Gambling turmoil on the horizon?
Image - shutterstock: Gundy Wongthai

There was much conjecture over the potential scale of consequence around last week’s ruling from the Court of Justice of the European Union (CJEU) against Malta and Lottoland. 

Ramifications are beginning to come to light, as even in global jurisdictions, the ruling enables legal knives to be sharpened. A slew of operators are facing coordinated legal action in New Zealand.

Claims have been filed against bet365, SkyCity Entertainment and Super Group, as legal challenges on retrospective gambling activities are set to head to the High Court in Auckland.

Mirroring the cases that have flooded Malta’s judiciary, operators that offered offshore/unlicensed online gambling services are set to face scrutiny if they are deemed to have actively targeted New Zealand-based consumers before regulatory reform. 

That being said, given that New Zealand, whilst the ruling of the CJEU may have emboldened external courts to take legal action, there is no real precedent set as to whether a specific judicial framework, such as New Zealand, can determine enforcement or penalties on online gambling activities before a legislative settlement. 

Last week, operator trepidation was elevated after a ruling from the CJEU stated that contracts between players residing in Germany and operators that aren’t licensed in the country are essentially void.

In what was a setback for the Maltese framework, it stated that players could be entitled to claim back losses from operators without the correct license in the country. However, it also potentially sets a precedent for operators and players across Europe. 

The cases in New Zealand will skip the bureaucracy of Europe and its member states, as the fate of the operators is decided in proceedings at the Supreme Court. 

Bet365 is set to argue its point that the cases should be heard in the location where its license was held and not where the player was based. Given this was the legal framework they were operating under.

The attention of many jurisdictions will be fixed on the development of cases in New Zealand, as they provide something of a non-EU test bed for player reclaim cases outside of the EU jurisdiction. 

The floodgates could truly open to player reclaim cases should claimants come out on top in the legal battle against operators in New Zealand.

The fallout could be significant in how New Zealand chooses to settle the remaining stages of its online casino regime, with licence applications due to begin as of July 2026.

As agreed by Parliament, New Zealand’s forthcoming online casino regime will be limited to 15 licences, while TAB NZ’s long-term partnership with Entain establishes a monopoly on online sports betting.

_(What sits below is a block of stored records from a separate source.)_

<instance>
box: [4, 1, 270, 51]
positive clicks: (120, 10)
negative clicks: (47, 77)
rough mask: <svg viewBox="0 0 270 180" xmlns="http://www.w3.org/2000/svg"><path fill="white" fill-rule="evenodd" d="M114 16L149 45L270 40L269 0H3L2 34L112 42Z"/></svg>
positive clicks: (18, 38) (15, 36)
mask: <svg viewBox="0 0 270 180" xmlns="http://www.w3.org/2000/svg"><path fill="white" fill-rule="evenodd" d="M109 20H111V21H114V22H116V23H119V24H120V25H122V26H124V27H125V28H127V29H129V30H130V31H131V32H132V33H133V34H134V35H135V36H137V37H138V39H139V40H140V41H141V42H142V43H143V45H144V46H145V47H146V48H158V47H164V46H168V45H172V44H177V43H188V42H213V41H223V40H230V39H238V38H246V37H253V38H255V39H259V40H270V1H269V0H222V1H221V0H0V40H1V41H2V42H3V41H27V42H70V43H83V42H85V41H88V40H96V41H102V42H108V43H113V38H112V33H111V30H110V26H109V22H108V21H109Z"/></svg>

Legal scrutiny on past gambling activities may ultimately shape which operators are permitted to join New Zealand’s online casino regime.

That being said, there is still potential for a wider European escalation of cases of this nature, particularly in Finland, where the market has previously been under a monopoly. 

Commenting on LinkedIn, iGaming lawyer Antti Koivula warned that “In the Finnish context, it means that if, for example, an MGA-licensed operator has offered gambling services in Finland in violation of the Lotteries Act, customers who have lost money to them may seek to recover their losses in Finnish courts.”

He predicted the demise of Bill 55, likely at the hands of the CJEU, which would further accelerate a legal maelstrom as a result.

He continued: “That said, according to a well-established interpretation of Finnish law, an online gambling service is deemed to be implemented in Finland if the operator has also illegally targeted Finland with gambling marketing and actively enabled participation in Finland. And that is very much prohibited.

Describing Finland as ‘a bureaucracy-heavy country’, he underpinned that it likely requires ‘nothing short of the National Police Board’s prohibition order to establish that an operator has indeed illegally targeted marketing to Finland and actively enabled participation’. 

That narrows the scope of Lottoland’s applicability considerably, since obtaining such an order has required some considerable effort and negligence and only three foreign operators have gone all the way.”

It’s hard to know what the future holds for the player reclaiming cases, but whilst the door was opened by the CJEU ruling against Lottoland, the upcoming cases in New Zealand are perhaps of heightened importance to legal narratives across global markets, in a story that could set the tone for discussions in the coming years.